Many species of teleost fish detect and release F prostaglandins (PGFs), but the specific identities of these compounds and how they function as species-specific pheromones have yet to be resolved. This study addressed these questions in the common carp. An initial set of experiments established that mature male common carp were attracted to chemicals released by ovulated conspecifics, whereas the odor of female goldfish, a close relative, was less attractive. Tests of fractionated holding water from ovulated carp revealed that only the non-polar fraction was attractive on its own. Mass spectrometry and immunoassay next demonstrated that the non-polar fraction contained large quantities of prostaglandin F 2α (PGF 2α), 15keto-prostaglandinF 2α, and 13,14-dihydro-15keto-prostaglandin F 2α (100 g fish released over 1 μg of all 3 PGFs per h at a ratio of 1.0:1.7:0.7). Ovulated goldfish released the same three PGFs but at a slightly greater rate and in a different ratio. Tests of synthetic mixtures of these PGFs revealed that the carp-specific mixture attracted male carp but was no better than the goldfish-specific mixture or PGF 2α alone and that PGF 2α was just as attractive as mixture of all three PGFs. A final set of attraction tests revealed that although PGF 2α could explain all of the activity of the non-polar portion of female carp holding water, it could not explain the entire activity of female water but that a mixture of PGFs and the polar fraction could. We conclude that ovulated female carp release a multi-component sex pheromone complex that is comprised of PGF 2α and unknown species-specific polar compound(s) that synergize the activity of the former. The pheromone also might be useful in controlling this invasive species. The observation that a fish hormonal sex pheromone incorporates bodily metabolites in addition to relatively common hormonal products demonstrates a mechanism by which species specificity may be conferred to this common type of sex pheromone.

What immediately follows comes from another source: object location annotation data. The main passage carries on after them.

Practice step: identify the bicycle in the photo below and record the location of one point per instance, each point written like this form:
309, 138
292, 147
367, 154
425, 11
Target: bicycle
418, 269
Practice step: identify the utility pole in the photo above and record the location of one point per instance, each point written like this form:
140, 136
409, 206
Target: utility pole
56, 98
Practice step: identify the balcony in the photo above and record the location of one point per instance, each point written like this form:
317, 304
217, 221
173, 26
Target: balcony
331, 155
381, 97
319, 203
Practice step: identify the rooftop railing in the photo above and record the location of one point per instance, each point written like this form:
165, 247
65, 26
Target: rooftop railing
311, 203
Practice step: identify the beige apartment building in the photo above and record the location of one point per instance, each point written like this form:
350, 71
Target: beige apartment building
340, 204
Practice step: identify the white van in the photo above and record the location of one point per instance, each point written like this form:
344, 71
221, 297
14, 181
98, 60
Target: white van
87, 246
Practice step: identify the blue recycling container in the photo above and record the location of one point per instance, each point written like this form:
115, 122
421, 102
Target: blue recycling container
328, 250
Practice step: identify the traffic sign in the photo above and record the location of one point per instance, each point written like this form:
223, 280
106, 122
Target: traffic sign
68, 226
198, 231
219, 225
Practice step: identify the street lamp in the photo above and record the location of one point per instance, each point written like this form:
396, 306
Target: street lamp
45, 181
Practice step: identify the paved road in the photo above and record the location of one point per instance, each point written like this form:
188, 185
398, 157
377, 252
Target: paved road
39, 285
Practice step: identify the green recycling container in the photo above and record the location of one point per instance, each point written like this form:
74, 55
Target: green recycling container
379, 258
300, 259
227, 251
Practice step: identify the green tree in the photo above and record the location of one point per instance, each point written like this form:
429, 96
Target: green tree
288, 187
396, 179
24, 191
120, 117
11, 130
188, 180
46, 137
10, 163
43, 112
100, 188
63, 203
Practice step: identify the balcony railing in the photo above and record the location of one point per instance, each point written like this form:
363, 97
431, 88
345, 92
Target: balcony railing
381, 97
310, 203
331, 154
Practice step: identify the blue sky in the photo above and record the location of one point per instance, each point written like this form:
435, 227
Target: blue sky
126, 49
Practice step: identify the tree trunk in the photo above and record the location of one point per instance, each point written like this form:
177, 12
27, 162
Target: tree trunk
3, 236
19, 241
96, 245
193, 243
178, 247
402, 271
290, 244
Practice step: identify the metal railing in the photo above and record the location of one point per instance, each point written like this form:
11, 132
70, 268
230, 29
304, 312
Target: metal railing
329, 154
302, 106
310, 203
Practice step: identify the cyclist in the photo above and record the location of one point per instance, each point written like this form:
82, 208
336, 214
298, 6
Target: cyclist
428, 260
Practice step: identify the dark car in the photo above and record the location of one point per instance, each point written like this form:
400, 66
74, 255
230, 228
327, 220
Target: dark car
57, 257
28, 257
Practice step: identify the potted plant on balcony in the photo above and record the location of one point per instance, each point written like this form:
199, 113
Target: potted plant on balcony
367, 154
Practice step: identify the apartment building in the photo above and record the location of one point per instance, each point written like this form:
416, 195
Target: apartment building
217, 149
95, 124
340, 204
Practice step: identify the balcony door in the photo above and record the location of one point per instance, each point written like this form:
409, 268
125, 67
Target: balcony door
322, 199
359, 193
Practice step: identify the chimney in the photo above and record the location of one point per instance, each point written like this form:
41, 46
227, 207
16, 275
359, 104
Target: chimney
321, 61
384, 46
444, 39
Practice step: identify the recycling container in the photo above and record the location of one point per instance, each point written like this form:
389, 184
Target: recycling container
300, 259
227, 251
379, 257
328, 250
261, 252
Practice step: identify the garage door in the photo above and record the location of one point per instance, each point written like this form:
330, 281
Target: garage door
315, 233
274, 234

Bibliographical noteFunding Information:
Acknowledgments This study was funded by the Invasive Animals Cooperative Research Centre (Canberra, Australia) and the Minnesota Agricultural Experiment Station. The authors thank Haude Levesque, Mario J. Travaline, and Jay Maher for technical support. Two anonymous reviewers provided helpful suggestions.
- Common carp
- Cyprinus carpio
- Electrospray ion mass spectrometry (ESI-MS/MS)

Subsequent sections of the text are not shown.